Tony Abbott, as the so-called Minister for Women, promised a 26-week PPL scheme. Then, in one of his many backflips, it was decreased to 18 weeks. And now, for more than 80,000 women, it may have been taken off the table completely.
Accusing hardworking women of “double dipping, rorting and fraud” if they happen to have access to an employer-funded maternity leave system is, quite frankly, insulting.
It’s an outrageous policy position to take – on the one hand this government claims it wants to help fix the dire predicament our child care system finds itself in, while on the other hand it wants to penalise those who we rely on to build our better future in this country.
Thousands of nurses and midwives have bargained for increased parental leave over the years and now Tony Abbott is breaking another promise – a promise about parental leave he made to women prior to the last election.
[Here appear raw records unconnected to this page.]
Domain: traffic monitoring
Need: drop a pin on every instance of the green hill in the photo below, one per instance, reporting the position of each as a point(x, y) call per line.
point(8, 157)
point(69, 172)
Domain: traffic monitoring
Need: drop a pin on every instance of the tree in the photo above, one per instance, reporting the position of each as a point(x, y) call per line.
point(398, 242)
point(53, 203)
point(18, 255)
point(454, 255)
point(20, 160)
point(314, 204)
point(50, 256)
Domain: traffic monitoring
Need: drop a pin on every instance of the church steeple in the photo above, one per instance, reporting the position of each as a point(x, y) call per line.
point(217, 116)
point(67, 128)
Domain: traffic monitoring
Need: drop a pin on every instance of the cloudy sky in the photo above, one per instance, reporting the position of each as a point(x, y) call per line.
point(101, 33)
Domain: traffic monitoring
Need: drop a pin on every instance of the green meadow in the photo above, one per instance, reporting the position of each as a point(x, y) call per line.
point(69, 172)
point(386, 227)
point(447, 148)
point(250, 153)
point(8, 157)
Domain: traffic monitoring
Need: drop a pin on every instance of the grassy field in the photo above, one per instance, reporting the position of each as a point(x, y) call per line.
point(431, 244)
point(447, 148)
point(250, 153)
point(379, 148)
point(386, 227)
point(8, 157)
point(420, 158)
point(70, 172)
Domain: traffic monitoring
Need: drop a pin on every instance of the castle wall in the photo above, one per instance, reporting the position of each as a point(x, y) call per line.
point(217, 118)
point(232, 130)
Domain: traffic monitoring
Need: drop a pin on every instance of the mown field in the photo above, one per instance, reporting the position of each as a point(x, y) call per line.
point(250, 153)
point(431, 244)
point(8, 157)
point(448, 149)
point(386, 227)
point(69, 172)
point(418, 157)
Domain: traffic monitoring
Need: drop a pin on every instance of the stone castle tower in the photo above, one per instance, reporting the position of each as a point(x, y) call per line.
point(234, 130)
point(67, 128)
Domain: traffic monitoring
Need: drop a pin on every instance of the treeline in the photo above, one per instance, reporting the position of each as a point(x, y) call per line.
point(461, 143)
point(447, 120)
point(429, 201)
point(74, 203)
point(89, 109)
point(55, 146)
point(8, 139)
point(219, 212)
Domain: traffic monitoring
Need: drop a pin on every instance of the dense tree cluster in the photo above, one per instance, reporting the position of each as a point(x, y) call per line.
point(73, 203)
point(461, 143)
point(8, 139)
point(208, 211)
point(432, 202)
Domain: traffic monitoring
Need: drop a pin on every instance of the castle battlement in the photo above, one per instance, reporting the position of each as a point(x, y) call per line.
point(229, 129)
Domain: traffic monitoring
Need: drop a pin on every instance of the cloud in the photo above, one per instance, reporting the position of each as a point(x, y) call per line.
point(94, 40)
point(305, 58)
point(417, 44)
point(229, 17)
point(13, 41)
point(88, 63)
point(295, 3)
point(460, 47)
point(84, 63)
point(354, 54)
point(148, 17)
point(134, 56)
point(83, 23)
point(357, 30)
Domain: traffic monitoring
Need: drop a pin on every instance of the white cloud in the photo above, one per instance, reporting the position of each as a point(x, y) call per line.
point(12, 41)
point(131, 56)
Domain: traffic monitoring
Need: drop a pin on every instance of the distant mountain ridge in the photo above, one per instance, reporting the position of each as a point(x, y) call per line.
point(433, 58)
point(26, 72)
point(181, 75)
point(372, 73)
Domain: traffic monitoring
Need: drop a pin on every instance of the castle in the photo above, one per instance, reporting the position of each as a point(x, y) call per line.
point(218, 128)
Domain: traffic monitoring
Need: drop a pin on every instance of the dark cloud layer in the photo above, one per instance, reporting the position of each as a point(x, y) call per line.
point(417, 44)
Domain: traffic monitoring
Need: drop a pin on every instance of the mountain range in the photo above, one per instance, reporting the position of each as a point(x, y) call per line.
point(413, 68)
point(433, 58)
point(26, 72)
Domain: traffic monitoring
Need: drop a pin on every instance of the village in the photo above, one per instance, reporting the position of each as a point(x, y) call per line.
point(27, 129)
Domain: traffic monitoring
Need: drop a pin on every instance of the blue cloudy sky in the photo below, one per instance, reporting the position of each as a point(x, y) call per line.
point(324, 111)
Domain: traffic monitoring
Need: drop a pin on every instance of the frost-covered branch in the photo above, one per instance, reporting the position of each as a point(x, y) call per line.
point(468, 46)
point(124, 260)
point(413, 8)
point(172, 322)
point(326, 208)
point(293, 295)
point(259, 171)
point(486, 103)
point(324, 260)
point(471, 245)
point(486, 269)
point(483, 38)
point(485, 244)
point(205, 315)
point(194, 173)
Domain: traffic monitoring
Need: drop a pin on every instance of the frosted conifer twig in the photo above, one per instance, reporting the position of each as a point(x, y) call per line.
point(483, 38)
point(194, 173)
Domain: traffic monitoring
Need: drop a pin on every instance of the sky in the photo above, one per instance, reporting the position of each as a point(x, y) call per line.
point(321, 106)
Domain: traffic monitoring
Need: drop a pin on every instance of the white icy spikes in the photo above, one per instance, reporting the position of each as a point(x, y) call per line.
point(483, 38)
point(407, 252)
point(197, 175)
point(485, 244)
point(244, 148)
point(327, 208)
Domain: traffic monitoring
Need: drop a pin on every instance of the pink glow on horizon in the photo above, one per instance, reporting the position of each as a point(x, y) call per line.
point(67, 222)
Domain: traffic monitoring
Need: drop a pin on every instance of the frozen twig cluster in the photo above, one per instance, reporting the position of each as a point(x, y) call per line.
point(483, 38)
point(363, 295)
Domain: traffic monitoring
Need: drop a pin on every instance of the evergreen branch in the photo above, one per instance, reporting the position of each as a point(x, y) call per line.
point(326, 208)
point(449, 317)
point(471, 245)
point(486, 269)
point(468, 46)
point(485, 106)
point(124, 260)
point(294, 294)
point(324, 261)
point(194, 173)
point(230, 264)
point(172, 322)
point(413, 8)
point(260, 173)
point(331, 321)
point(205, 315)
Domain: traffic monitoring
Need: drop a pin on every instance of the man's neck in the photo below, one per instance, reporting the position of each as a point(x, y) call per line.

Well frankly, Mr Abbott, we’ve all had a gutful of your policy-on-the-run and disrespect towards some of the most disadvantaged Australians, who are scraping by on the minimum wage.
Today, by moving this motion, we condemn the Abbott government for their attack on hard working parents and call on delegates to send a message to Canberra that we will fight for fair and universal paid parental leave.
All experts back 26 weeks paid parental leave as optimal for the health and well-being of mothers, babies, families and communities – and as a formidable group here this morning, so do we.
I put to you that this motion be passed in its entirety, because it represents what Australians, female and male, and what working families represent in today’s society – a fair go for all and a fair go for women in the workforce.
ACTU resolution on Paid Parental Leave for all
Congress condemns the government’s Mothers’ Day announcement to cut Government funded paid parental leave for 46% of Australian women, mostly those on low to middle incomes.
This will rip $11,500 out of the budgets of 80,000 households at a time when they most need financial support.
Congress notes that almost all experts back 26 weeks Paid Parental Leave as optimal for the health and well-being of mothers, babies and families and communities.
Cutting Paid Parental Leave entitlements will force some women to return to work earlier for financial reasons or others, particularly those who can’t access childcare, to withdraw from the workforce all together.
Adequate Paid Parental Leave is also critical to supporting increased participation of mothers in the workforce to boost the strength of our economy.
This was the position the Prime Minister took to voters and the G20 and is completely contrary to his new position to cut Government paid parental leave entitlements for working mothers to the minimum.
The government paid parental leave scheme was always intended to complement additional paid leave negotiated by employees and their unions.
Congress condemns the Abbott government Ministers who are now accusing working women who receive both workplace and government funded paid parental leave of fraud, claiming they are “rorting”.
Congress notes the business community does not support the government cuts as it undermines the many employers who support women and parents in their organisation.
Congress also notes that more than 50 child health experts and women’s groups have written to Mr Abbott, calling on him to back down on the planned cuts, and instead work towards the 26-week best practice standard recommended by the World Health Organisation and others.
The ACTU and unions joins with employers, community and women’s groups to oppose the government’s cuts to Paid Parental Leave.
- The ACTU and unions to work with employers and community groups to lobby MPs to oppose any reduction in employee’s access to the government PPL scheme; and
- To vigorously defend all employees’ rights to access the government PPL scheme as well as any entitlements achieved in bargaining; including working with employers to ensure they are able to continue their commitment to supporting women and employees with caring responsibilities.